MIAMI, FL: How a marine biologist and ambient musician are making art shows from their 3,000 coral colonies
Coral Morphologic, a group here in Miami, Florida composed of marine biologist Colin Foord and artist/musician Jared McKay, has a studio that faces a canal by the waterfront. Outside, a motorcade of fishing boats with hulls either sun-bleached or rusting were parked in the Seybold Canal while others drifted lazily toward Biscayne Bay. Inside they’ve grown over 3,000 coral colonies in seventeen huge tanks that collectively total about 2,500 gallons. The ripples of the water shimmer on the walls and the ambient lull of synthesizers pour out of a stereo’s speakers: it’s two-eyes-shut short of a dream.
Started in 2007, Coral Morphologic has been growing a diverse cast of anenomes, sea fans, zoanthids, stony and soft corals that they film for experimental visual art. The psychedelic fluorescence and baroque ornateness of the corals has been projected onto the sides of some of Miami’s tallest skyscrapers; they’ve shown their work at Art Basel Miami Beach, collaborated with Geologist of Animal Collective, and were part of Lynette Wallworth’s film Coral Rekindling Venus – an official selection for Sundance 2013. Unlike the majority of artists who claim the label “interdisciplinary”, they not only make killer art, they also contributing to a scientific understanding of South Florida’s unique urban ecology. They’ve discovered new species of coral while diving the Miami River and are working to get art-infused restoration projects up and running.

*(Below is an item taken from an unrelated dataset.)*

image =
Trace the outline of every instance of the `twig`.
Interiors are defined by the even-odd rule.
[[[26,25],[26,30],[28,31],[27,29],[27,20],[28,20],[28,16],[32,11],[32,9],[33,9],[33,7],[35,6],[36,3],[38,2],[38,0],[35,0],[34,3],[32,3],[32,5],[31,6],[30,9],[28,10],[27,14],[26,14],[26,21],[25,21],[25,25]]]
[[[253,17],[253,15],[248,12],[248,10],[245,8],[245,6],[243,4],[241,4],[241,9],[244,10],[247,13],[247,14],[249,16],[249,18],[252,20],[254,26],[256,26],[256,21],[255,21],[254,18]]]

The two met as 7th graders in a small town in New Hampshire and they went on to form a close friendship and started to work together – first in a punk band in high school, and then by growing corals in homemade aquariums in Foord’s 2nd floor bedroom. Together they acquired a passion and DIY knowledge of aquaculture through early internet forums and a few mishaps, including the couple times that the aquarium busted and leaked into Foord’s dad’s office on the first floor.

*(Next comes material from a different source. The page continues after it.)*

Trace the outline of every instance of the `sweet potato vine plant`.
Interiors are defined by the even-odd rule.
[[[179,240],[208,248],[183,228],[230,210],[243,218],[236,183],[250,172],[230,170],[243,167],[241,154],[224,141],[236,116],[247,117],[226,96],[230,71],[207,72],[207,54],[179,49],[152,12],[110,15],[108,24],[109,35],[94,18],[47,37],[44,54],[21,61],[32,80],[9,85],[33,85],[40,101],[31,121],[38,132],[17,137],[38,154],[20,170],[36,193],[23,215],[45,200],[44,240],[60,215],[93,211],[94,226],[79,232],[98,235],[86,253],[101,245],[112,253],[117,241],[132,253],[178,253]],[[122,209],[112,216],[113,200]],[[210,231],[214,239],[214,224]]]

McKay, a self-taught multi-instrumentalist who writes original scores for the films that Coral Morphologic creates, moved to Miami in 2007 and the two went back to growing corals in self-made aquariums at the home they share. They funded themselves by cultivating corals for commercial sale and eventually moved into their current studio/lab space, where they run projects such as Discosoma, a music label and a sculpture-strewn restoration of the South Beach reef.
The films and visual work they produce are done in a “studio aquarium” at their lab, with results that are visually compelling and backed by droning, profoundly moving synths and samples. Reliant only on HD filming and the naturally surreal beauty of the corals, the art is matched by a diligent scientific commitment to the observation and understanding of the lives they care for. The tanks require year-round daily checking and upkeep that both of them do, and now only recently with a number of student interns from the University of Miami Marine Biology department.

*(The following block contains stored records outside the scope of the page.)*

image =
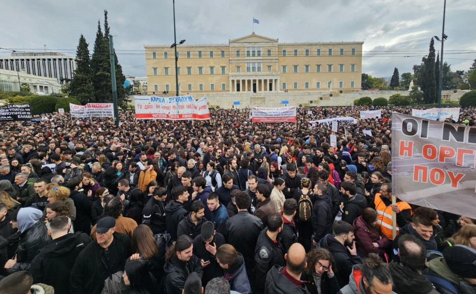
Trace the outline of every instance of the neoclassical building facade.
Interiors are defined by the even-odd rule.
[[[180,45],[180,95],[361,89],[363,42],[280,43],[252,33],[225,44]],[[145,45],[148,94],[176,92],[174,49]]]

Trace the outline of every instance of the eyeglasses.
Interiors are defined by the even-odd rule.
[[[327,267],[324,267],[324,266],[321,265],[321,263],[318,261],[316,262],[316,267],[318,269],[322,268],[324,271],[327,271],[328,270],[329,270],[329,268]]]

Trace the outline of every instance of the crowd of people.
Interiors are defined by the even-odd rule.
[[[0,293],[476,293],[476,220],[392,204],[391,113],[411,110],[369,109],[3,123]],[[310,123],[339,116],[358,122]]]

The study of corals is not only of interest to scientists and hobbyists – they are living models of how humans may develop new urban environments and social setups. Over thousands of years, corals have matured into huge (and threatened) reef communities that resemble the cityscapes we humans have made. As Jared McKay stated, “The reef and the city are both eat or be eaten worlds. Life is fast and colorful, but can end quick and without mercy. Meanwhile strange symbioses form between organisms you'd otherwise expect to eat each other.” Coral Morphologic believes that much is to be learned from these complex, aquatic life systems. Besides the fact that they serve as critical indicators for global climate change, corals – like humans – are stuck with their environment and must individually and structurally adapt to the transformations that are taking place both globally and locally. There are also the literal realities that Miami is built on ancient sediment of old coral reefs and that much of our city is built from the same minerals found in dead marine organisms.
The history of South Florida is one of serious ecological and industrial intervention by humans. The Everglades were drained and the beaches were imported and endless swathes of land were bulldozed, paved, and concretized. Only in the past few decades have people and politicians begun to try and rectify these mistakes, but as Foord said, “We’ve fucked South Florida. It’s about as man-made and engineered as you can get.” Even with all of the development and destruction, Foord and McKay are quick to point out that corals go where humans go – you’ll find stony polyps and soft gorgonians in shipping channels and on the sides of buildings that flank the Miami River and other waterways. Corals don’t only exist in crystal-clear Caribbean waters; they also live in polluted waterways. Coral Morphologic thinks that even while the damage is done, there is a chance for redemption.